Сестра ее Кэтрин была стройной, светской девушкой лет около тридцати с пучком упрямых, жестких, рыжих волос и с напудренным до молочно-белого цвета лицом. Брови у нее были выщипаны и поверх них нарисованы другие под более сексапильным углом, однако усилия природы по восстановлению прежнего угла придавали ее лицу какой-то смазанный вид. Движение ее по комнате сопровождалось непрерывным щелканьем керамических подвесок на бесчисленных браслетах, которыми были обвешаны ее руки. Она вошла с такой хозяйской поспешностью и осмотрела мебель вокруг себя с таким хозяйским видом собственника, что я подумал, что она здесь живет. Но, когда я спросил ее об этом, она расхохоталась, повторила мой вопрос и потом сообщила мне, что живет с подругой в гостинице.
Мистер Мак-Ки был бледным, женоподобным мужчиной из квартиры этажом ниже. Он только что побрился, о чем говорило белое пятно пены на его щеке; весьма галантно он поприветствовал каждого из находившихся в комнате. Он сообщил мне, что принадлежит к «цеху художников», и позднее я догадался, что он фотограф и что именно он сделал это размытое увеличенное изображение матери миссис Уилсон на стене, которое витало в комнате подобно эктоплазму. Его жена была навязчивой, неинтересной, статной на вид и ужасно скучной. Она сообщила мне с гордостью, что ее муж сфотографировал ее уже сто двадцать семь раз с тех пор, как они поженились.
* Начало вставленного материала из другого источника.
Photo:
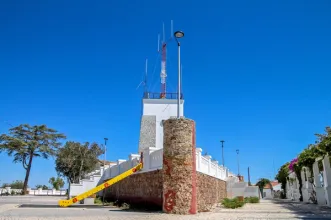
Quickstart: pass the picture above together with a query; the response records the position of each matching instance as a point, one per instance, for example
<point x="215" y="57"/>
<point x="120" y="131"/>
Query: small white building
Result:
<point x="268" y="192"/>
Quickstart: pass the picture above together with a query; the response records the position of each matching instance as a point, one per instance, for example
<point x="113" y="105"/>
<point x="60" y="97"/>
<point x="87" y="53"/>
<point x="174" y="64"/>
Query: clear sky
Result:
<point x="255" y="73"/>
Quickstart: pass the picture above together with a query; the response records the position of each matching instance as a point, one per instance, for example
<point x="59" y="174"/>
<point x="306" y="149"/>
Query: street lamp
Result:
<point x="238" y="161"/>
<point x="178" y="34"/>
<point x="104" y="162"/>
<point x="222" y="141"/>
<point x="104" y="171"/>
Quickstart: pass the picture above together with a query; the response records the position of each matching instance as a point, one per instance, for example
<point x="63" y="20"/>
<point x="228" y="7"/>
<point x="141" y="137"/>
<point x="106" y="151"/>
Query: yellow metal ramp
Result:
<point x="66" y="203"/>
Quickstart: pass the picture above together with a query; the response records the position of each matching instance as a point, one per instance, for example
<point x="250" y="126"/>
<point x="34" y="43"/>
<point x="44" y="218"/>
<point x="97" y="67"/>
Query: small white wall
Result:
<point x="37" y="192"/>
<point x="267" y="194"/>
<point x="153" y="160"/>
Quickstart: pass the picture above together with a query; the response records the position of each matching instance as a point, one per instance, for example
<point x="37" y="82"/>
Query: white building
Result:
<point x="268" y="192"/>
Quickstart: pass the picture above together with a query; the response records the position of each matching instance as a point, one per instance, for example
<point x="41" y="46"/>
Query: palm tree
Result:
<point x="262" y="183"/>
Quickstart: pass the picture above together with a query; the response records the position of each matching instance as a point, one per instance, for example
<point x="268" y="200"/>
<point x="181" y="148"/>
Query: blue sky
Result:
<point x="255" y="73"/>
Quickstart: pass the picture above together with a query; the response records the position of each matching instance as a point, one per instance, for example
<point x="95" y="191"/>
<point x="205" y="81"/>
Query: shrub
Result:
<point x="232" y="203"/>
<point x="98" y="201"/>
<point x="253" y="199"/>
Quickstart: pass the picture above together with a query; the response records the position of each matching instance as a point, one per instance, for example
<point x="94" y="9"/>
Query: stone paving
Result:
<point x="266" y="209"/>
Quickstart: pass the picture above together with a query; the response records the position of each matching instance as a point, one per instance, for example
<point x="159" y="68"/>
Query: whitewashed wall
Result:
<point x="153" y="160"/>
<point x="163" y="109"/>
<point x="37" y="192"/>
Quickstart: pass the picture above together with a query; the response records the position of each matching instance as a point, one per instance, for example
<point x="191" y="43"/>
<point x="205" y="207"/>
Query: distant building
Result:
<point x="268" y="192"/>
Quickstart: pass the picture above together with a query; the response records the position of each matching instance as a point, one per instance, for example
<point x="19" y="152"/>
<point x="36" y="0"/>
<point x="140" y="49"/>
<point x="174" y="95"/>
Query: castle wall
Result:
<point x="141" y="188"/>
<point x="210" y="191"/>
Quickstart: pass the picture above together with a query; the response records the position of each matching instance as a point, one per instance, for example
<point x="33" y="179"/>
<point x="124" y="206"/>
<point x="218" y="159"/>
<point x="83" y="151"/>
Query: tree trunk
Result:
<point x="27" y="174"/>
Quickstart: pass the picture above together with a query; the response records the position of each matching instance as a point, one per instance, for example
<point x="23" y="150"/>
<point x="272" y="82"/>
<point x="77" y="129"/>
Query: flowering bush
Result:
<point x="293" y="162"/>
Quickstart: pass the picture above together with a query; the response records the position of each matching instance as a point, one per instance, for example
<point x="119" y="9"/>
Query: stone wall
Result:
<point x="210" y="191"/>
<point x="140" y="188"/>
<point x="179" y="168"/>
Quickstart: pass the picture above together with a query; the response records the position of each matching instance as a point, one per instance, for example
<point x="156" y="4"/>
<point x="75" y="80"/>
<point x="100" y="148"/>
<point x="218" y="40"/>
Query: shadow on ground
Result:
<point x="57" y="206"/>
<point x="305" y="210"/>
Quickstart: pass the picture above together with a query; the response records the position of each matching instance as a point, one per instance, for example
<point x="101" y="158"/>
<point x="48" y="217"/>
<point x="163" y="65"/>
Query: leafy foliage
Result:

Миссис Уилсон сменила свой наряд незадолго до этого и теперь была одета в изящное вечернее платье из шифона кремового цвета, который издавал постоянный шелест, когда она фланировала по комнате. Со сменой платья ее личность также претерпела некоторое изменение. Та напряженная жизненность, которая так заметна была в ней в гараже, теперь превратилась в показательную надменность. Ее смех, ее жесты, ее высказывания с каждым мгновением становились все более и более навязчиво неестественными, и по мере того, как ее становилось все больше и больше, комната вокруг нее уменьшалась в размерах до тех пор, пока не стало казаться, что она вращается на каком-то шумном, скрипучем стержне в дыму атмосферного воздуха.